Introduction
A distributed system is one in which the failure of a computer you didn’t even know existed can render your own computer unusable
Why bother building a distributed system?
- Some applications are inherently distributed like the web
- Some applications require high availability and need to be resilient to single node failures like dropbox
- Some application need to tackle workloads that are just too big to fit on a single node
- Some applications have performance requirements that would be physically impossible to achieve with a single node
1.1 Communication
- Nodes must communicate over networks (e.g., browser-server interactions)
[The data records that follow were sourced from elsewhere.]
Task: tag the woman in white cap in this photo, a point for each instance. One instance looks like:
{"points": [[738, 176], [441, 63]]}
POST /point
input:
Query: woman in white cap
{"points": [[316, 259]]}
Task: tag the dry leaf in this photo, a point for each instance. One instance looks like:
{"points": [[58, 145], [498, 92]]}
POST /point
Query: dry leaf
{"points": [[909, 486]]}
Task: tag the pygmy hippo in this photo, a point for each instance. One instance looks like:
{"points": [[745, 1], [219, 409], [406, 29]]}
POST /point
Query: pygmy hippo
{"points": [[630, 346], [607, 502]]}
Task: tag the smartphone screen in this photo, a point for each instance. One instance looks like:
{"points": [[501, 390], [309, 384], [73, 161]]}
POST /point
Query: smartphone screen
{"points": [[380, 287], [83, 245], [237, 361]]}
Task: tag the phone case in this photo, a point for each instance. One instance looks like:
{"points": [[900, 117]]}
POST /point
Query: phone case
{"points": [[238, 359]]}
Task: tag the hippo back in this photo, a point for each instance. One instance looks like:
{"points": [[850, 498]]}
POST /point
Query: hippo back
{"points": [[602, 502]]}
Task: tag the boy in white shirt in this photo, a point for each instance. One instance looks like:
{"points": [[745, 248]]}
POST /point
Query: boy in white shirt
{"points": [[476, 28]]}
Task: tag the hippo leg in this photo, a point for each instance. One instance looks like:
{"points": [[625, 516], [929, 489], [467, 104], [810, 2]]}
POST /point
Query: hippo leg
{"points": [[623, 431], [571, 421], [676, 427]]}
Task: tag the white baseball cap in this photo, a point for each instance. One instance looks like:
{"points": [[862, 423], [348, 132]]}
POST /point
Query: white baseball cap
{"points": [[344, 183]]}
- Main challenges include:
- Message representation on the network
- Handling network outages
- Managing data integrity (bit flips)
- Ensuring communication security
1.2 Coordination
- Core Challenge: Coordinating nodes into a coherent system despite failures
- Fault = non-working component
- Fault-tolerance = system continues despite failures
- “Two Generals” Problem:
- Scenario: Two armies must coordinate attack time
- Communication: Via messengers who may be captured
- Challenge: Cannot achieve absolute certainty of coordination
- Even with multiple messages, 100% certainty impossible
- More messages increase confidence but never guarantee certainty
1.3 Scalability
- Key Performance Metrics:
- Throughput = Operations/second
- Response time = Client request to response duration
- Load = System-specific measurements like concurrent users, communication links, write/read ratio
- System Capacity:
- Maximum sustainable load before performance degradation
- The above graph shows the capacity marked by dotted line where performance peaks/plateaus
- Goodput = Successfully handled requests with acceptable response times
- Scaling Strategies:
- Scaling Up (Vertical)
- Buy better hardware
- Has physical limitations
- Scaling Out (Horizontal)
- Add more machines
- Main patterns:
- Functional decomposition
- Breaking down a system into smaller services based on their business functionality (e.g., splitting a monolith into auth service, payment service, etc.)
- Duplication
- Creating multiple identical copies of the same component to handle more load in parallel (also known as replication)
- Partitioning
- Dividing data or workload into smaller chunks and distributing them across multiple nodes (e.g., splitting users A-M on one server, N-Z on another)
- Functional decomposition
- Scaling Up (Vertical)
1.4 Resiliency
- Resiliency: System’s ability to function despite failures
- Availability: (Uptime / Total Time) x 100%
- Measured in “nines” (e.g. three nines = 99.9%)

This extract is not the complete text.